Le expliqué el análisis de función discriminada.
– De modo que ese programa coge a tu desconocido y lo compara con aquellos grupos cuyas medidas han sido registradas e incorporadas al sistema.
– Exacto.
– Y este pie coincide con la categoría de los chicos.
– Sí.
– Tal vez el ordenador no recibió los datos correctos.
– Eso es muy posible ya que no estoy segura acerca de la raza.
– ¿Eso importa?
– Seguro. Algunas poblaciones son más pequeñas que otras. Considera el caso de los Mbuti. Primrose alzó sus cejas canosas.
– Los pigmeos del bosque tropical de Ituri -le expliqué.
– En esta zona no tenemos pigmeos, cariño.
– No. Pero podría haber habido asiáticos a bordo del avión. Algunas poblaciones asiáticas son más pequeñas que las occidentales, de modo que tienden a tener pies más pequeños.
– No como mis delicados cuarenta y uno. -Levantó un pie calzado con una bota y se echó a reír.
– De lo que estoy segura es de la edad. Esta persona tenía más de cincuenta años. Bastante más, creo.

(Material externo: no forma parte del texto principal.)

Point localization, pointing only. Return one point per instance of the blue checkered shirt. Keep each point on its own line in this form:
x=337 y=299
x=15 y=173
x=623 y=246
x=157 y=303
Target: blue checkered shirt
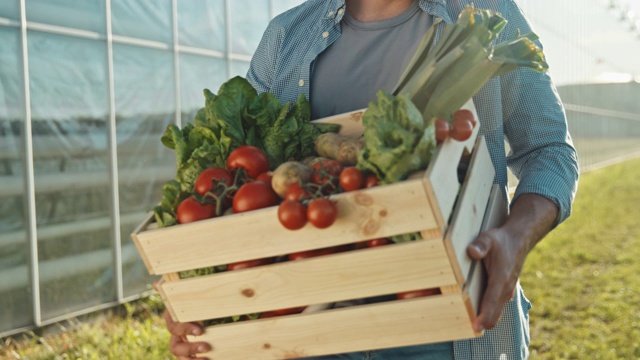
x=522 y=107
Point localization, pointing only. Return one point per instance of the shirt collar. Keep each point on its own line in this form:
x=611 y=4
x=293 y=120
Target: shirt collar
x=437 y=8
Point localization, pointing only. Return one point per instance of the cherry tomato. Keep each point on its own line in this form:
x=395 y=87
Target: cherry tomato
x=266 y=177
x=254 y=195
x=417 y=293
x=351 y=179
x=461 y=129
x=295 y=191
x=292 y=214
x=464 y=114
x=210 y=177
x=378 y=242
x=191 y=209
x=248 y=264
x=326 y=171
x=322 y=212
x=442 y=130
x=250 y=158
x=370 y=181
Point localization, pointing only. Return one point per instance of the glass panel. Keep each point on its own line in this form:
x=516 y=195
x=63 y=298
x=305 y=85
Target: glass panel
x=149 y=20
x=10 y=9
x=245 y=39
x=85 y=15
x=196 y=74
x=145 y=105
x=201 y=24
x=15 y=291
x=280 y=6
x=68 y=83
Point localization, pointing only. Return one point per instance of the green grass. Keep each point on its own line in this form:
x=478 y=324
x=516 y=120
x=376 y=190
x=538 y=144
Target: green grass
x=583 y=280
x=133 y=331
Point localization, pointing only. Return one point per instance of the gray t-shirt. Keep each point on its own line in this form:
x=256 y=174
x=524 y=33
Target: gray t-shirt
x=367 y=57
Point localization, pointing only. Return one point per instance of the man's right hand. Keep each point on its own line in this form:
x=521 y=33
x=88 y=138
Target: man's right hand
x=179 y=345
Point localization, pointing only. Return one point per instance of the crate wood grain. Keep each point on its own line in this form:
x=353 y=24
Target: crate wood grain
x=446 y=215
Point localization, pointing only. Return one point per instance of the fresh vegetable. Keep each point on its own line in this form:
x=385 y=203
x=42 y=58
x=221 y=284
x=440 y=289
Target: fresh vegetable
x=338 y=147
x=297 y=192
x=351 y=179
x=326 y=173
x=250 y=158
x=289 y=173
x=209 y=178
x=442 y=76
x=254 y=195
x=236 y=116
x=292 y=214
x=322 y=212
x=192 y=209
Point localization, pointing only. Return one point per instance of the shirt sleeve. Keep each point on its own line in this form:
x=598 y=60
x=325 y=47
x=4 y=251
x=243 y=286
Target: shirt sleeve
x=542 y=155
x=264 y=61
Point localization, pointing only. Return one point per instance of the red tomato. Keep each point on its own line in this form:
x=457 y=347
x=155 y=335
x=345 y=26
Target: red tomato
x=296 y=192
x=250 y=158
x=191 y=209
x=210 y=177
x=322 y=212
x=379 y=242
x=351 y=179
x=464 y=114
x=266 y=177
x=371 y=181
x=442 y=130
x=325 y=171
x=311 y=253
x=461 y=129
x=292 y=214
x=254 y=195
x=249 y=264
x=417 y=293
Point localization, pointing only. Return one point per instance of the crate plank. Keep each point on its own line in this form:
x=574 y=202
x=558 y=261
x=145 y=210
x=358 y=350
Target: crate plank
x=376 y=326
x=337 y=277
x=469 y=211
x=377 y=212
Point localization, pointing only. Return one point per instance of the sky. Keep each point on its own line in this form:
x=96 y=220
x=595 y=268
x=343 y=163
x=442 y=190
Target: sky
x=588 y=40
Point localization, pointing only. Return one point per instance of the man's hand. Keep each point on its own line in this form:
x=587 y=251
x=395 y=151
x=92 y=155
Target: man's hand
x=505 y=249
x=179 y=345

– Comprobemos la lista de pasajeros. Volvió a colocarse las gafas, pulsó unas teclas y en la pantalla apareció una cuadrícula. Esta hoja de cálculo era similar a la cuadrícula post mortem excepto que la mayoría de las celdas contenían información. Había columnas correspondientes al nombre, apellido, fecha de nacimiento, tipo de sangre, sexo, raza, peso, altura y gran número de otras variables. Primrose activó la columna correspondiente a la edad y ordenó al programa que hiciera una selección guiándose por ese criterio.
El vuelo 228 de TransSouth Air llevaba sólo seis pasajeros mayores de cincuenta años.
– Demasiado jóvenes para que el buen Señor los haya llamado a su lado.
– Sí -dije, con los ojos fijos en la pantalla. Las dos permanecimos en silencio durante un momento, luego Primrose movió el cursor y ambas nos inclinamos hacia la pantalla.
Cuatro hombres. Dos mujeres. Todos blancos.
– Ahora ordenemos los casos por raza.
La cuadrícula mostró sesenta y ocho blancos, diez afroamericanos, dos hispanos y dos asiáticos entre los pasajeros. Ambos pilotos y toda la tripulación de cabina eran blancos. Ninguno de los pasajeros de raza negra superaba los cuarenta años. Ambos asiáticos pasaban apenas de la veintena, probablemente estudiantes. Masako Takaguchi había sido afortunada. Había muerto en una sola pieza y ya la habían identificado.